Calmetta Coleman (pictured), vice president of External Affairs at the Chicago Urban League, has been working with The Newberry Library to create Chicago 1919: Confronting the Race Riots. Photo Credit: Provided by the Chicago Urban League
Calmetta Coleman (pictured), vice president of External Affairs at the Chicago Urban League, has been working with The Newberry Library to create Chicago 1919: Confronting the Race Riots. Photo Credit: Provided by the Chicago Urban League

Chicago 1919 Program Will Honor The 100-Year Anniversary Of Chicago’s Race Riot

BY KATHERINE NEWMAN

The Newberry Library, a world-renowned independent research library in Chicago, and its project partners recently announced Chicago 1919: Confronting the Race Riots which is a year-long initiative that will honor the 100-year anniversary of the Chicago race riots. The year of programming will begin Saturday, Feb. 23, at the DuSable Museum of African American History.

The Chicago 1919 project was made possible through funding from the National Endowment for the Humanities and is being coordinated by the Newberry Library in partnership with 13 other Chicago institutions, including the Chicago Urban League which was established in 1916 and supported Chicago’s African American population before, during and after the race riots of 1919.

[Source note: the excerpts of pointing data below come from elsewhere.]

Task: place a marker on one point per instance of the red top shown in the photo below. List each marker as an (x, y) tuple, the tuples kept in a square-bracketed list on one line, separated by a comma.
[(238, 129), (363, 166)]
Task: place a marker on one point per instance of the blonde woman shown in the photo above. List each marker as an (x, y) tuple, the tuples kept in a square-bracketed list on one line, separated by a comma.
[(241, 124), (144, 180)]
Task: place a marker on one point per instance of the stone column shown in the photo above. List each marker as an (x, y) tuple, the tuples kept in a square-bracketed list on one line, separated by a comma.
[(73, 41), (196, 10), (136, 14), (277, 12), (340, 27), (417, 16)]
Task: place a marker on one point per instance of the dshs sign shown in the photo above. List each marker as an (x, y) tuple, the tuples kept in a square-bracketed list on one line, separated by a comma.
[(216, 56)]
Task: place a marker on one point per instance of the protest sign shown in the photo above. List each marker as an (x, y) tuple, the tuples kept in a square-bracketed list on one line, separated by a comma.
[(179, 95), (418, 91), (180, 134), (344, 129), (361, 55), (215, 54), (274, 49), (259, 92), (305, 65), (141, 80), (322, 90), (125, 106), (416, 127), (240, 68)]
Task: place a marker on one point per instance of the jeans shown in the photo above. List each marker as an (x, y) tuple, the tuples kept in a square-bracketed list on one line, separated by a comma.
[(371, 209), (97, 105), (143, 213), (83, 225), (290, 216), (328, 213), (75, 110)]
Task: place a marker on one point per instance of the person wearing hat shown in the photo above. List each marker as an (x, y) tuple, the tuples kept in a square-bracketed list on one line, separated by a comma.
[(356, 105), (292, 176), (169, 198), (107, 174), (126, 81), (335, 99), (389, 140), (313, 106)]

“If you think about the Chicago Urban League and what our mission has always been, the organization was founded to really help African Americans who were migrating from the rural south to adjust to the city and find jobs and find housing and that was the role that the Chicago Urban League played. We were literally meeting people at the train station when they arrived and directing them and connecting them to services,” said Calmetta Coleman, vice president of External Affairs at the Chicago Urban League.

“The race riots began in the summer of 1919 when Eugene Williams, an African American teenager, drowned after being struck on the head with a rock thrown by a white assailant at a segregated beach. When police arrested an African American man instead of the perpetrator,

conflict erupted and lead to a week of violence that claimed 38 lives and underscored the deep-seated racial divisions within Chicago,” according to a press release from the Chicago Urban League announcing the Chicago 1919 project.

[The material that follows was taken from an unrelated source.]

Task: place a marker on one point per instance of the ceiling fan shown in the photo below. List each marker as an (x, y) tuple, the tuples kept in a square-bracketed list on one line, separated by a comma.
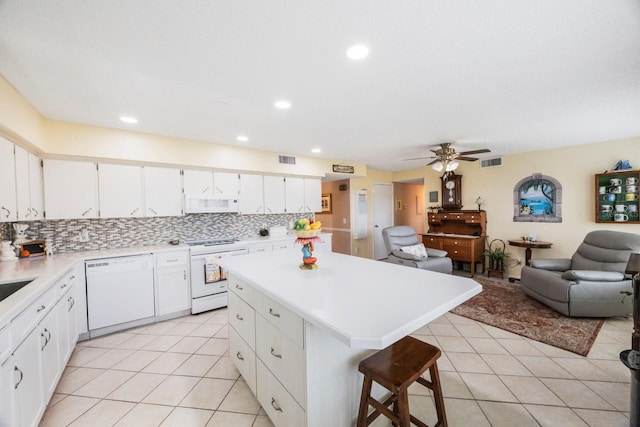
[(448, 159)]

“One of the reasons that we all thought this was so important was because of how much the riots and the aftermath and the decisions that were made because of it have shaped what Chicago is today. A lot of the history that led to institutionalized and racist practices that made the city as segregated as it is, in terms of African Americans being identified in two parts of the city, grew directly out of the restrictive covenants that were in place and the red lining that happened after this race riot,” said Coleman.

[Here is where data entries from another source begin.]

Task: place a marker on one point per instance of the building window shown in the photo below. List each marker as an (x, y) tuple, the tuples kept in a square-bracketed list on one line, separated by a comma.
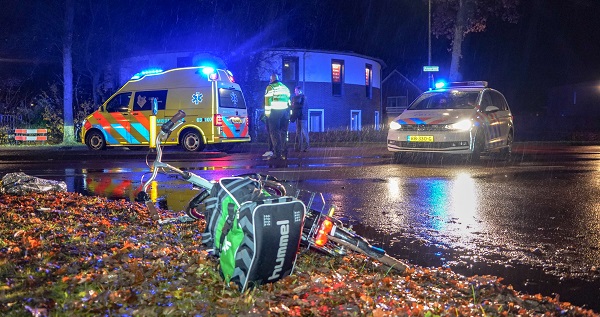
[(185, 61), (337, 76), (355, 120), (397, 102), (316, 120), (369, 80), (290, 69)]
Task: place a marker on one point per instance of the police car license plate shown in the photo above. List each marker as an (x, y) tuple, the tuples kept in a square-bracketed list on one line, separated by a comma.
[(420, 138)]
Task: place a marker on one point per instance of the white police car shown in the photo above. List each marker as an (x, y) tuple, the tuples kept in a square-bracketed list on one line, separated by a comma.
[(466, 118)]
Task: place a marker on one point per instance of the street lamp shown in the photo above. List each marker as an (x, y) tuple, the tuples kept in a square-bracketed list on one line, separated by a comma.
[(429, 46)]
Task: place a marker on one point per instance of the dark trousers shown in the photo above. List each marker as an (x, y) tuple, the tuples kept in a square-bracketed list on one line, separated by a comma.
[(279, 121), (302, 143)]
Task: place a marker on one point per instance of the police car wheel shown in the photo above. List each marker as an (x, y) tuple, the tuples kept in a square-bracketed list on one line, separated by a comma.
[(95, 141), (477, 147), (506, 153), (397, 157), (191, 141)]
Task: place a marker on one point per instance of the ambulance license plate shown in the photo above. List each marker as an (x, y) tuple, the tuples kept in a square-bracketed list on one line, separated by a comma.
[(420, 138)]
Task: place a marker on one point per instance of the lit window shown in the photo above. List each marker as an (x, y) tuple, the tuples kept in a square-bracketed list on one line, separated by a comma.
[(368, 80), (337, 77), (290, 69)]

There are currently 11 events scheduled to take place this year that will commemorate the history and impact of Chicago’s race riots and engage Chicagoans in conversations about race and racial discrimination in the city.

“From the Urban League’s perspective, obviously we want people to be aware of this history not just for history’s sake, but it will help increase their understanding of Chicago and how Chicago got to be and some of the conditions, particularly around something we talk about a lot as an organization, that led to really institutionalized discrimination an racism, frankly.”